The most important changes to the document have been described in the Announcement, Whatsnew and also the Summary of changes section of the document.
The following parts have been changed:
- Chapter The SCB RPC API has been added to the document.
- Procedure Enabling TLS-encryption for Telnet connections and Procedure Enabling TLS-encryption for VNC connections have been added to the document.
- Section Database tables available for custom queries has been updated for SCB 3 F3.
- The live replay mode of the Audit Player application has been added to Procedure Replaying a session with the Audit Player.
- The description of cipher strength settings have been included in Procedure Creating and editing protocol-level Telnet settings and Procedure Creating and editing protocol-level VNC settings.
- Information about uploading certificate chains have been included in Procedure Uploading external certificates to SCB.
- Procedure Adding a new font to the OCR database has been added to the document.
- Procedure Restoring configuration from a configuration backup has been added to the document.
- Corrections and clarifications have been made in Procedure Authenticating users to a RADIUS server.
- The troubleshooting section has been moved to Chapter Troubleshooting SCB.
- Procedure Replacing a HA node has been added to Section Troubleshooting an SCB cluster.
- Typos have been corrected in Procedure Exporting the configuration of SCB.
- Notes about username case-sensitivity and authenticating domain users have been added to Section Using credential stores for server-side authentication.

The syslog-ng Store Box 3 LTS Administrator Guide
Hi,
We have published the latest edition of The syslog-ng Store Box 3 LTS Administrator Guide.
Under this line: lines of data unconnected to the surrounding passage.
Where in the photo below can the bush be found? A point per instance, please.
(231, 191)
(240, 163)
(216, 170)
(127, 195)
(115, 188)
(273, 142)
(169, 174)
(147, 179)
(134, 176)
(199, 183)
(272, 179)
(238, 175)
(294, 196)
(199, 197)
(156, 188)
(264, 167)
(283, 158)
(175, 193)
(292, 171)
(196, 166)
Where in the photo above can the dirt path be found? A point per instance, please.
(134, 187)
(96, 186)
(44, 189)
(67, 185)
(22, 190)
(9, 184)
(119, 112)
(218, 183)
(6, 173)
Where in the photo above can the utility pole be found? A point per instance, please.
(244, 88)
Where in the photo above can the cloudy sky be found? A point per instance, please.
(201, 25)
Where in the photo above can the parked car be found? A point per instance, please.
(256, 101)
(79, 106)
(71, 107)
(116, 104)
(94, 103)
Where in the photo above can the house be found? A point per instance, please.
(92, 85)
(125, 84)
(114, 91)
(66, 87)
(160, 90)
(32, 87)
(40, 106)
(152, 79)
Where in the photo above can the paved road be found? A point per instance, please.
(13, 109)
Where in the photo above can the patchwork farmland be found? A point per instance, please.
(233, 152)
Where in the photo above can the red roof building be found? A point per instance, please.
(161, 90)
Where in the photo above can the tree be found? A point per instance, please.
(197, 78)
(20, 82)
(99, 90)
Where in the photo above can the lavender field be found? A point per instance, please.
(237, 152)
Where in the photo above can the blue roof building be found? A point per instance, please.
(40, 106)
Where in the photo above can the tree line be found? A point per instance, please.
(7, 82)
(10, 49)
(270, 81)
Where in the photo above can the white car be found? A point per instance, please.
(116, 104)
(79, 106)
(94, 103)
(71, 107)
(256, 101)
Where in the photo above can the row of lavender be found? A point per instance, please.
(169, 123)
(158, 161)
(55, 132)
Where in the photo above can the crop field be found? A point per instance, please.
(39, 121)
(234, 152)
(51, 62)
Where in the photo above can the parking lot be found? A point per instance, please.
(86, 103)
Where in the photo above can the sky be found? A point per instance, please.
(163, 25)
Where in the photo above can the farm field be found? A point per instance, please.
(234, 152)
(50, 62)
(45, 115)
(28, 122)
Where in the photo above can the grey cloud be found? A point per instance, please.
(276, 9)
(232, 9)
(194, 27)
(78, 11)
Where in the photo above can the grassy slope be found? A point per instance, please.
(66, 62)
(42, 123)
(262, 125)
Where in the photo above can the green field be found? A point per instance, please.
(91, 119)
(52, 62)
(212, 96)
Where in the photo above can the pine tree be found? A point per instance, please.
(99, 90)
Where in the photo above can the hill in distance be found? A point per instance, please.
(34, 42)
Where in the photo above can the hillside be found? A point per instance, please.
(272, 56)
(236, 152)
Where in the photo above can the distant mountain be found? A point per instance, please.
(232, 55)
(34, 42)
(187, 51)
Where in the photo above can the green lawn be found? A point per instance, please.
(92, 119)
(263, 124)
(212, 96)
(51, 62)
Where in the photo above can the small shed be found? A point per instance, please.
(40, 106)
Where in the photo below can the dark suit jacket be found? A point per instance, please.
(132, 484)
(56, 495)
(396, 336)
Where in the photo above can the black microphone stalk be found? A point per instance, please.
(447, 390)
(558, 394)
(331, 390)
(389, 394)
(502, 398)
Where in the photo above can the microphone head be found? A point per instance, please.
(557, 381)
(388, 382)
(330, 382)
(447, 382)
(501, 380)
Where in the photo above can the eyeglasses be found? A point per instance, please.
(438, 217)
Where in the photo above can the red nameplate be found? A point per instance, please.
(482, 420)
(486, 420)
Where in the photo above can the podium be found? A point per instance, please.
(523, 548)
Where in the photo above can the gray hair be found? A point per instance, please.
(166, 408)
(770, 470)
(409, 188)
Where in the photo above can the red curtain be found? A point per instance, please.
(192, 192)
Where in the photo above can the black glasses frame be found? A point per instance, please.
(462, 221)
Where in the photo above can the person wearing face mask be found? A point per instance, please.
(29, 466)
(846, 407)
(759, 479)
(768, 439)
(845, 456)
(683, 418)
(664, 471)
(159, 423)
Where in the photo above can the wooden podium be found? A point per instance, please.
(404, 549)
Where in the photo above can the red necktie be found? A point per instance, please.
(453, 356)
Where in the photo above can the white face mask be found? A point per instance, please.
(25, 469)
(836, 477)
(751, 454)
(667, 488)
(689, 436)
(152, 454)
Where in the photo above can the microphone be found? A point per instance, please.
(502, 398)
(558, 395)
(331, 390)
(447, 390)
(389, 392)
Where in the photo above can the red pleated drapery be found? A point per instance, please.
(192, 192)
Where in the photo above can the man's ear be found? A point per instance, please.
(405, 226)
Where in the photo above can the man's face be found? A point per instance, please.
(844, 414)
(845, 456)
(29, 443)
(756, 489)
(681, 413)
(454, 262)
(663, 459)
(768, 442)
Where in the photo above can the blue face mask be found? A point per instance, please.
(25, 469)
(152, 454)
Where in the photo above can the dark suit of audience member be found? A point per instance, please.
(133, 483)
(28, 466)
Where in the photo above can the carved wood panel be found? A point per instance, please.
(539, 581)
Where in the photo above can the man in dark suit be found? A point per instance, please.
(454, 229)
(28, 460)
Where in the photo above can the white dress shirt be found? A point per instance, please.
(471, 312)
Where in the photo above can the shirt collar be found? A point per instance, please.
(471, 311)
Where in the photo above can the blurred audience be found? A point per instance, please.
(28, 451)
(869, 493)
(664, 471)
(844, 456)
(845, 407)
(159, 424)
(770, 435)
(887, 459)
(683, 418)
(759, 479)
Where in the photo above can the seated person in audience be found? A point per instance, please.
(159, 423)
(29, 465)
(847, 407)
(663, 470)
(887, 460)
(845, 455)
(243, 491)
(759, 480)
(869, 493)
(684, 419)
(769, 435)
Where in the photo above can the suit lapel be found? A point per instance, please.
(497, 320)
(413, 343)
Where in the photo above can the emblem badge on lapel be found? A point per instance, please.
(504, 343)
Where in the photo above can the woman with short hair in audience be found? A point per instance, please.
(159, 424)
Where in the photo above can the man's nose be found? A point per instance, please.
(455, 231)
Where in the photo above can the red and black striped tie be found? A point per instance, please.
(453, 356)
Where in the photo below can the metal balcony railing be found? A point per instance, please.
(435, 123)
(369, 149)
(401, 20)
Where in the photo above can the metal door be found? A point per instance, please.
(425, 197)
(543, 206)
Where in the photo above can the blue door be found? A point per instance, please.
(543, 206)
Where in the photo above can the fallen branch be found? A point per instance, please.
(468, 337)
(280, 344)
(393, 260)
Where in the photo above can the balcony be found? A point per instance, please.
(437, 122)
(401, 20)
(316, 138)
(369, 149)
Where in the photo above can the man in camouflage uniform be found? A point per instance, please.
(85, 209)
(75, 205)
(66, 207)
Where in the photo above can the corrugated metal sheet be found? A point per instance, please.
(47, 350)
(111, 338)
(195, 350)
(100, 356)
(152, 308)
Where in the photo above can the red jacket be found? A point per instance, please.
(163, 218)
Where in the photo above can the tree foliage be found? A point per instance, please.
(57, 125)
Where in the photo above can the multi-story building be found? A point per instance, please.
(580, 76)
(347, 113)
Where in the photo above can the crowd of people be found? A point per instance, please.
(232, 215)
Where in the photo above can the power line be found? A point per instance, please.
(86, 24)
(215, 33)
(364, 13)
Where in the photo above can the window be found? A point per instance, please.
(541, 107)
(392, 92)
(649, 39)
SSB can now forward messages to an SNMP destination, and is powered by a 64-bit operating system. Message rate alerting is available, to detect abnormalities. SSB can now search for wildcards and boolean expressions, and rewrite parts of the messages using rewrite rules.
The documents are now available on the BalaBit Documentation Page in PDF, HTML and single-page HTML versions.
The most significant changes to the document have been described in the Announcement, Whatsnew and also the Summary of changes section of the document. These include new features, stability and performance improvements, and other changes.
- Description of the Don’t parse messages has been added to Procedure Creating message sources in SSB.
- Figures Configuring SNMP and e-mail alerting; Default message sources in SSB; Configuring syslog-ng options; Configuring persistent name resolution; Configuring TLS settings for syslog-ng; Creating database destinations; Creating server destinations; Displaying search information; Displaying statistics; Creating a new logstore; Creating a new text logspace and Creating new message sources have been updated.
- Figures Creating an early time alert; Using the master alert to indicate unexpected events and Modifying messages using rewrite have been added to the document.
- Alerts Message rate was outside the specified limits and Too many message rate alerts were generated have been added to Section Alerts related to syslog-ng.
- The list of sources in Section Default message sources in SSB has been updated with the BSDsyslog (legacy TCP) protocol.
- Procedure Configuring message rate alerting has been added to the document.
- Section Using wildcards and boolean search has been added to the document.
- Procedure Modifying messages using rewrite has been added to the document.
- Procedure Preventing disk space fill up has been added to the document.
- Procedure Restoring configuration from a configuration backup has been added to the document.
- Section Default message sources in SSB has been updated with new default ports.
- Section Supported web browsers and operating systems has been updated with new supported and tested browsers.
- Section Statistics collection options has been updated.
- Rate limiting has been removed from Procedure Creating message sources in SSB.
- The troubleshooting section has been moved to Troubleshooting SSB.
- A warning has been added to Procedure Configuring e-mail alerts.